What Defines a Family?

During my drive back from NH on Mother’s Day, I started to think about a video my mom had sent me earlier in the week, of an unlikely mother. I enjoyed this video for two reasons…


1) the cuteness factor

2) It reminds me of a lesson and truth my mentor/teacher taught me – that being/having a mother, a father, a sister, a brother etc…really has nothing to do with genetics. At first I had a hard time seeing and realizing this lesson’s truth because in my own case I was blessed in having both shared genetics and family members.

Before I go on I want to clarify that this post is not saying that biological family cannot form true family relationships, some people have both, like in my case!

Being a parent to a child (or a sister to a sibling etc…) is truly based on a relationship and a promise made to each other. Like in the video, the cat took on the role as a mother to the young duckling not because it gave birth to the duckling or shares any genetics with it, but because it acted outside its normal boundaries and provided a loving atmosphere that inspired trust in the young duckling. The biochemistry (the fact that the cat just gave birth, and had chemical reactions going on) opens the door to a relationship, but does not define the relationship. So while this unlikely pair formed a bound of mother and child without sharing any genetic material, this door will close if they do not continue to fulfill the relationship.

Understanding this truth is helpful because it may help you overcome obstacles, frustrations and stress by simply understanding a few major points that directly speak to this lesson…

1) Genetics do not automatically make someone your sister or mother or father or brother. Like in the video, biochemistry can open the door to a relationship, but what truly defines a relationship is fulfilling the duties of that role.

2) If you can change your views, this will eliminate stress due to expectations. For example, you may have a biological parent who does not fulfill the basic role a “parent” is obligated to fulfill (of unconditionally loving and inspiring trust in the child.) By realizing that this person is just another person, and that simply contributing to your physical makeup does not make one a parent, then you will cease to be stressed or disappointed when this person does not fulfill their responsibility as a parent.

[Note: Please give time for the learning curve here…understanding that it comes in stages, first one takes time to contemplate the ideas, then one must have the desire to put it (consciously) into practice, and even that does not mean the lesson is fully absorbed, it later will become fully absorbed once it in essence is an effect vs a cause…more on gradual learning later.]
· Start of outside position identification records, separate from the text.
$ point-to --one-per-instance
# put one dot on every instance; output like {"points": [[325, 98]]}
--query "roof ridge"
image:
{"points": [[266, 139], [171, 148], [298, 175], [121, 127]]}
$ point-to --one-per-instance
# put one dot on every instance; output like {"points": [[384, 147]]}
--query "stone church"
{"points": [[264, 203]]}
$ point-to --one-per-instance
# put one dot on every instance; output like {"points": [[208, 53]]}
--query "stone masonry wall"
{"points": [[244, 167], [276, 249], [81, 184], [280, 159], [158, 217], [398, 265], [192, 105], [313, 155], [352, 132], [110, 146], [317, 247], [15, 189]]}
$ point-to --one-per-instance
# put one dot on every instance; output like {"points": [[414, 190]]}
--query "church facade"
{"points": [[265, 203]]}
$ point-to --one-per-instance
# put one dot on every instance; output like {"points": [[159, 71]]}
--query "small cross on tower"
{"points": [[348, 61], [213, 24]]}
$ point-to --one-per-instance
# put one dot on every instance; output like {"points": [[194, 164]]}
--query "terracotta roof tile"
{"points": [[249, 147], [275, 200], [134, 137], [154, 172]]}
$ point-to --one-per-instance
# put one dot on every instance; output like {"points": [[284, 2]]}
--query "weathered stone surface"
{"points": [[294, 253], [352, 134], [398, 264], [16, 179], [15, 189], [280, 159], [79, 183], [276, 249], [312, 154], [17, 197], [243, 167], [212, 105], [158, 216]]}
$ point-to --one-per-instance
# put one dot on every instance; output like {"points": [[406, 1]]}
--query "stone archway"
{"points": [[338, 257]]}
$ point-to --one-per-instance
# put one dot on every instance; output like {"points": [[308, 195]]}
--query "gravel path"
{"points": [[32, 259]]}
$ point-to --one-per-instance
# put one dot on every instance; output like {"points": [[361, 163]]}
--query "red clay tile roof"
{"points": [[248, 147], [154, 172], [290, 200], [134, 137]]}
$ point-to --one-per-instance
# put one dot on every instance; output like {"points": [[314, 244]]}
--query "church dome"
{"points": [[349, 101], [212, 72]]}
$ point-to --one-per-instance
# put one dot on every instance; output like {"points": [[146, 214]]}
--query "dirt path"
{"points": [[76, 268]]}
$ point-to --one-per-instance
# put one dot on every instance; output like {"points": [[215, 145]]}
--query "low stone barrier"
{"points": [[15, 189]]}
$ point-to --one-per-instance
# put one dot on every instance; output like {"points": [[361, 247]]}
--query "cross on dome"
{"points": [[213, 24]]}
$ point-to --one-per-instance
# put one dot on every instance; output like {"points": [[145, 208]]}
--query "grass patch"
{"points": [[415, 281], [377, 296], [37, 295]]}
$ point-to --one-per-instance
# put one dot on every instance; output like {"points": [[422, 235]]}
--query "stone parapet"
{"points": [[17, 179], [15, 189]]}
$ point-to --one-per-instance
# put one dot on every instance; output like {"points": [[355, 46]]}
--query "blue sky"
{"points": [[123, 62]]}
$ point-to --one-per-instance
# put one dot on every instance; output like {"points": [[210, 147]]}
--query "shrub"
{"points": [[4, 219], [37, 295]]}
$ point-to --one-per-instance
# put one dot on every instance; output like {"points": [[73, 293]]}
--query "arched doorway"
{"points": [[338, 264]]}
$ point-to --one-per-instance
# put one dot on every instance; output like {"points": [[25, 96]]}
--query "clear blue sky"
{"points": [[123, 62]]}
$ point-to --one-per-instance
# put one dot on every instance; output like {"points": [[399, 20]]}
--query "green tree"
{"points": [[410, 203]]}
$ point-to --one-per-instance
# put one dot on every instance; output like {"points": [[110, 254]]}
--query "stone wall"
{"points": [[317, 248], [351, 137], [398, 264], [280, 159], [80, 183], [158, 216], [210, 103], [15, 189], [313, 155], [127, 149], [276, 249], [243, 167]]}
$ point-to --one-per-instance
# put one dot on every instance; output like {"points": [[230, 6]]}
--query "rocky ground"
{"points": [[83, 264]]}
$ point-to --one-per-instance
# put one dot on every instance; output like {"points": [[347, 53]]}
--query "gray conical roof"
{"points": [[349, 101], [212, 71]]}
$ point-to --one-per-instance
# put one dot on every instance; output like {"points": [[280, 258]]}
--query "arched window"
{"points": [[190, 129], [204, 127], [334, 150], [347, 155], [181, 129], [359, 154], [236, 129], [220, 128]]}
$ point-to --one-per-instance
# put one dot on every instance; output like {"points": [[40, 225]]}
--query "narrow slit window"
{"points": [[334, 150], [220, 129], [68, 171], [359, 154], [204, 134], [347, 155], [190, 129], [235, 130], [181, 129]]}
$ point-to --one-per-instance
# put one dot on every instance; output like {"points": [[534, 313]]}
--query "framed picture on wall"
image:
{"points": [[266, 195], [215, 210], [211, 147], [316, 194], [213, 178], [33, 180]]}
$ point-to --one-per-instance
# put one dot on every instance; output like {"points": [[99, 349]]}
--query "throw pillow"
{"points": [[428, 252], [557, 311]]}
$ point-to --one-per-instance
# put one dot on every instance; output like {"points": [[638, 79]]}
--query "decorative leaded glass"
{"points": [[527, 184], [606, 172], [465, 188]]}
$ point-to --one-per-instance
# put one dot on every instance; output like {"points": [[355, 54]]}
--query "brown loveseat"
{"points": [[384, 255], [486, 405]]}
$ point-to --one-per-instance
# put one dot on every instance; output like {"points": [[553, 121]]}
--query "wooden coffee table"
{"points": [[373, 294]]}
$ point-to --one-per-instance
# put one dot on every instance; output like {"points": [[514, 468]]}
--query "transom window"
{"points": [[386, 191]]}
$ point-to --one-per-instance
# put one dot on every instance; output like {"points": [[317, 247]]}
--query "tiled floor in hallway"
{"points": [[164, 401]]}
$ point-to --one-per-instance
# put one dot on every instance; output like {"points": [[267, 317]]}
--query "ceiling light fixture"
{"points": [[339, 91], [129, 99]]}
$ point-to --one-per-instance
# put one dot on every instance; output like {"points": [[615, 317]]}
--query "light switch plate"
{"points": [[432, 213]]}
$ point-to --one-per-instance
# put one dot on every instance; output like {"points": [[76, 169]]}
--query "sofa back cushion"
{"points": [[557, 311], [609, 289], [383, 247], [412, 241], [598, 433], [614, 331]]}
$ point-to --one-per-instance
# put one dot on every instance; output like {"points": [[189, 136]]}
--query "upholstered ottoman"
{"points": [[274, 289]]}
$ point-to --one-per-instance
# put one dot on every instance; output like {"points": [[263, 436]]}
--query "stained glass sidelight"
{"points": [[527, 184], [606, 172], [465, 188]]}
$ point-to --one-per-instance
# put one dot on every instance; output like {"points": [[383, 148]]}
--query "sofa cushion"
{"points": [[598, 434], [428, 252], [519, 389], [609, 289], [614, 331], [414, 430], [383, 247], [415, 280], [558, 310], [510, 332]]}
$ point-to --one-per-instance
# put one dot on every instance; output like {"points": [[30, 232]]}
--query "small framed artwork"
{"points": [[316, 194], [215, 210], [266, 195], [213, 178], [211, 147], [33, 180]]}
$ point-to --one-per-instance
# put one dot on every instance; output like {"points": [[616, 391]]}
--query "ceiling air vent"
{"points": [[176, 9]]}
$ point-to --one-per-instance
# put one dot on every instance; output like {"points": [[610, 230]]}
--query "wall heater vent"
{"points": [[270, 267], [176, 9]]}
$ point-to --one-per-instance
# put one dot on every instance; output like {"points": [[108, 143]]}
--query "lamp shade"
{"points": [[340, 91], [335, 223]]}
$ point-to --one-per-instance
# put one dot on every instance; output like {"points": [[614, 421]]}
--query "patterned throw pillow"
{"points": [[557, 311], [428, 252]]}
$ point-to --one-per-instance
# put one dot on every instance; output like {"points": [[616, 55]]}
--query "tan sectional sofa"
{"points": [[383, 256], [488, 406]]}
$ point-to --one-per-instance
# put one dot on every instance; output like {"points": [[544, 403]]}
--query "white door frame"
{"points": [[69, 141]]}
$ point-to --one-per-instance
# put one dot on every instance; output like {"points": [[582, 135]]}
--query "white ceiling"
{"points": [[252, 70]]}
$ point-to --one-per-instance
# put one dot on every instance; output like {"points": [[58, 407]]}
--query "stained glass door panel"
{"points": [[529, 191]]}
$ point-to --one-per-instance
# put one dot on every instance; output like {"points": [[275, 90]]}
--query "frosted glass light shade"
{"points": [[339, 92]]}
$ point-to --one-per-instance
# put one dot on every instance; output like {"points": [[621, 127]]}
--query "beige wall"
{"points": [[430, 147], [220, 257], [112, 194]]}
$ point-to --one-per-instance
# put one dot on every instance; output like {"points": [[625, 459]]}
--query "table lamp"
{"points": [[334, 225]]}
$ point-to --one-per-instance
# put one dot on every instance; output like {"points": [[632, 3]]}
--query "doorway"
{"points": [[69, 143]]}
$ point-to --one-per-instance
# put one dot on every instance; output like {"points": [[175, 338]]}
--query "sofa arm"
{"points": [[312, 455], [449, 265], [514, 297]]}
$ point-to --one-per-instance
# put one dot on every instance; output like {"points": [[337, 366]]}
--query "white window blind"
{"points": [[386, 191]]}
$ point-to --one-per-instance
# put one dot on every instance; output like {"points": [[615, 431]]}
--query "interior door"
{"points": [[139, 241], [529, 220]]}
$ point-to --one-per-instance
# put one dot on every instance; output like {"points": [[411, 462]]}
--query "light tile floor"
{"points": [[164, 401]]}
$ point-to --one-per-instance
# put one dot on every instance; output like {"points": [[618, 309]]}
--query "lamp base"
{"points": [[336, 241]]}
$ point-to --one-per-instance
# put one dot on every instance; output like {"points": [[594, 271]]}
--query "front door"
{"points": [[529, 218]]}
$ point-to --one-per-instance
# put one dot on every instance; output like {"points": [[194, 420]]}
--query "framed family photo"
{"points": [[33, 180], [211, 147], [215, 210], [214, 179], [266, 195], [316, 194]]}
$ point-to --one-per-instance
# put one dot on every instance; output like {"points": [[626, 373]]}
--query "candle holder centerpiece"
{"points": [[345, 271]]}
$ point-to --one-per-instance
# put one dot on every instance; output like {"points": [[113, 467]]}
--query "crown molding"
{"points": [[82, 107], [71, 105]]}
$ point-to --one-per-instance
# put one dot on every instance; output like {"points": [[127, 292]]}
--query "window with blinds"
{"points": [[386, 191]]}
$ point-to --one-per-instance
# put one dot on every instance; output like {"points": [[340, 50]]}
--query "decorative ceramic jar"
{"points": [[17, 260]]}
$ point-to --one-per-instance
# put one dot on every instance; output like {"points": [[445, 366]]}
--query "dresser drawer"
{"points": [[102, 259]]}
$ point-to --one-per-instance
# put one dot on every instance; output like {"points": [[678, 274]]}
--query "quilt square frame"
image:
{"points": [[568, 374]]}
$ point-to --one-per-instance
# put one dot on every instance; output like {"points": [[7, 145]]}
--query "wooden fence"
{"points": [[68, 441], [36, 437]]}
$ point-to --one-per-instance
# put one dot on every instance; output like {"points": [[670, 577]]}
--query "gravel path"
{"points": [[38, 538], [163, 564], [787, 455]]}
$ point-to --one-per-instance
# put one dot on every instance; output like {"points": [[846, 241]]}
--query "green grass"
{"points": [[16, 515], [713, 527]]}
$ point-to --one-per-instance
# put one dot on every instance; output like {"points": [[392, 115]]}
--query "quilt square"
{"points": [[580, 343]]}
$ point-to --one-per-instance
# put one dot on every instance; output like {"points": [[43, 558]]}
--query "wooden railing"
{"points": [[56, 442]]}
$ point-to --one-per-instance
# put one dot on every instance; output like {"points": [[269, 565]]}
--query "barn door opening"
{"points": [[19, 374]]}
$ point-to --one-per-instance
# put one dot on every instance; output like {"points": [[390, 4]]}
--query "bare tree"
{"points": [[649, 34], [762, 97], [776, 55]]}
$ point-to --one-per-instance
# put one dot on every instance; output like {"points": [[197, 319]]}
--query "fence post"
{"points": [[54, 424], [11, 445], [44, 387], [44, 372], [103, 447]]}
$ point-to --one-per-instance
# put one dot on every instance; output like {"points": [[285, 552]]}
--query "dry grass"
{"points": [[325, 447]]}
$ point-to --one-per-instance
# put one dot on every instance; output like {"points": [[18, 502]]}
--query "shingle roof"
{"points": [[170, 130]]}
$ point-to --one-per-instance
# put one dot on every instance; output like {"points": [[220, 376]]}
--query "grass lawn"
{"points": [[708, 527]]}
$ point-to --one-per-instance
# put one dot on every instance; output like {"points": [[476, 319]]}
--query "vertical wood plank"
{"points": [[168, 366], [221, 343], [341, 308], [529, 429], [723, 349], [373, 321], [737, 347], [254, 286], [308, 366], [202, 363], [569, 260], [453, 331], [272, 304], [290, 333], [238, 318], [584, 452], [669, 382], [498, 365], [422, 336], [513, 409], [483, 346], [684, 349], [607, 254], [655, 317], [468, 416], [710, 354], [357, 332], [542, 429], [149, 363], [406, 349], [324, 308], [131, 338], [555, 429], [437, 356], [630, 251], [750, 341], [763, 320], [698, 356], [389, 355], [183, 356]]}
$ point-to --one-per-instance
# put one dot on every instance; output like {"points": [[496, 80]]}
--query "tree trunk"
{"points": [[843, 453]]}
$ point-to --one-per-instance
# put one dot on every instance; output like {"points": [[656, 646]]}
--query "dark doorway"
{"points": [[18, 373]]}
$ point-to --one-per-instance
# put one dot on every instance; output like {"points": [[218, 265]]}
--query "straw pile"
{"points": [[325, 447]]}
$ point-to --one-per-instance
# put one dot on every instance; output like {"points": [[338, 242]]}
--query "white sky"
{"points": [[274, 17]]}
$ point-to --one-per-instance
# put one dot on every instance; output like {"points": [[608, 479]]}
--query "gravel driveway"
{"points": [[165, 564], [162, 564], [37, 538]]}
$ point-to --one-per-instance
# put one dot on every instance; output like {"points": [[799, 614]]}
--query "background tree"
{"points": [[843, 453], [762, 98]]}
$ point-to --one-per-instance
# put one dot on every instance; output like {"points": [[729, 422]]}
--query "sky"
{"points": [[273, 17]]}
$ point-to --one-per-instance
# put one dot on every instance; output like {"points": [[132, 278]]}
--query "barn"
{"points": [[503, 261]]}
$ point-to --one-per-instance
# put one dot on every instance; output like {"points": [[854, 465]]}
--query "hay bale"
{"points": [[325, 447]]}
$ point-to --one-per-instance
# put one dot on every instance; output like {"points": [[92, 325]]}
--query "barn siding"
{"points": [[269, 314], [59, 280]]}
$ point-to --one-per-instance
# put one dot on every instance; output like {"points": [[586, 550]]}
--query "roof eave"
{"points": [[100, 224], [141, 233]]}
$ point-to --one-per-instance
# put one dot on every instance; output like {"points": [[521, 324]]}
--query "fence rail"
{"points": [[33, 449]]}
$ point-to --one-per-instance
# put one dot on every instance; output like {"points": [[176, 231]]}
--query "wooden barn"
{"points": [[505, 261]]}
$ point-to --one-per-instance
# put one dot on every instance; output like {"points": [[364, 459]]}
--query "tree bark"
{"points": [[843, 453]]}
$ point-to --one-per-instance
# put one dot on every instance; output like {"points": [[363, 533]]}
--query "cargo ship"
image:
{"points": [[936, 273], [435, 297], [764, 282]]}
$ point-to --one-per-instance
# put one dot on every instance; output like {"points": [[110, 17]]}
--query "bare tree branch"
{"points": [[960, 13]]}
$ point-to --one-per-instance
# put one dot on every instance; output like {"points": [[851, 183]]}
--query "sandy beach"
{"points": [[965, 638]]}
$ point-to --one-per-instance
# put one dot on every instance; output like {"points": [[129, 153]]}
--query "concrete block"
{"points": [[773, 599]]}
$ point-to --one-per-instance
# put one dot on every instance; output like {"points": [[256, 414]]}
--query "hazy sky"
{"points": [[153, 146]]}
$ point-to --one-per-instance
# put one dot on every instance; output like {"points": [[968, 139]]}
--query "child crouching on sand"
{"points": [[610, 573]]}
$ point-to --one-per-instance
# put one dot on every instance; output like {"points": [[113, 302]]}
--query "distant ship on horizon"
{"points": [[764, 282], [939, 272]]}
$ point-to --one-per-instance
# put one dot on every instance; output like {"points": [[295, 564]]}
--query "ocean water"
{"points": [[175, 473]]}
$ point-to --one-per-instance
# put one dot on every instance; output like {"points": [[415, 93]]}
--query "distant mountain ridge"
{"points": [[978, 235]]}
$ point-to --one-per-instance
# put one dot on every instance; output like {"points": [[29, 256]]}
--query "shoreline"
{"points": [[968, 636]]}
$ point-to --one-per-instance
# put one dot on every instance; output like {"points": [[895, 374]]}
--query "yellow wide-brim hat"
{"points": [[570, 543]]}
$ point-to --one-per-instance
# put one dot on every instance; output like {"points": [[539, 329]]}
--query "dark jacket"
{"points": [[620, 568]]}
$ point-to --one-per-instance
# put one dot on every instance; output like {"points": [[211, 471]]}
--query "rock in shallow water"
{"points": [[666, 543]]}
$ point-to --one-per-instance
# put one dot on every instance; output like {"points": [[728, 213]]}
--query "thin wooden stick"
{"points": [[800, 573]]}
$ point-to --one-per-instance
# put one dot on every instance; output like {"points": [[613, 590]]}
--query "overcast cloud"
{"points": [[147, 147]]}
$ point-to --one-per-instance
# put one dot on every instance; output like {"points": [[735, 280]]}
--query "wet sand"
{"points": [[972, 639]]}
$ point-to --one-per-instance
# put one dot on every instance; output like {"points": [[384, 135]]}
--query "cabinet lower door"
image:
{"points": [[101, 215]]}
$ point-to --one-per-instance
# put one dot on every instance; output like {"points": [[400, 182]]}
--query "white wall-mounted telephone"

So in short, don’t beat yourself up when biological relatives don’t fulfill their basic roles in the presupposed “relationship.”

3) You may have more “family” relationships than you realize. Someone who is a friend that you trust completely is like having a sister or brother (with the extra bonus that you got to pick them!) This realization can open the door to having many relationships with people who share no genetic material at all. For example, for many people, a spouse is the closest/most personal relationship one can have and spouses do not share any genetic material.

So in short…Genetics does not define a relationship. The relationship defines the relationship. Stress can be eliminated by changing your view/expectations. Not only that, if you realize each person including you is always changing and as this change takes place so do the relationships, you can let go of clinging and embrace the new… (more on death/rebirth of relationships in another post).

What I am grateful for is that these truths or lessons are truly the gifts that keep on giving.

It may start from just an interesting story, then later an experience may trigger this idea to resurface. Once seeing its truth, you may have the desire to then by bring it consciously into practice. Lastly, the fruit yielded from this simple lesson creates a happier person. Happier people yield even more positive ripples that last, on and on…

I am forever grateful to my teacher and mentor for inspiring, for lecturing, for being demanding and critical and for helping me see this truth as well as many other truths because they truly yield a peace and happiness that blooms continuously (which is illustrated by the happy thoughts while driving in the car days after the video was sent.) Also thanks to mom for sharing the video that lead to these happy thoughts.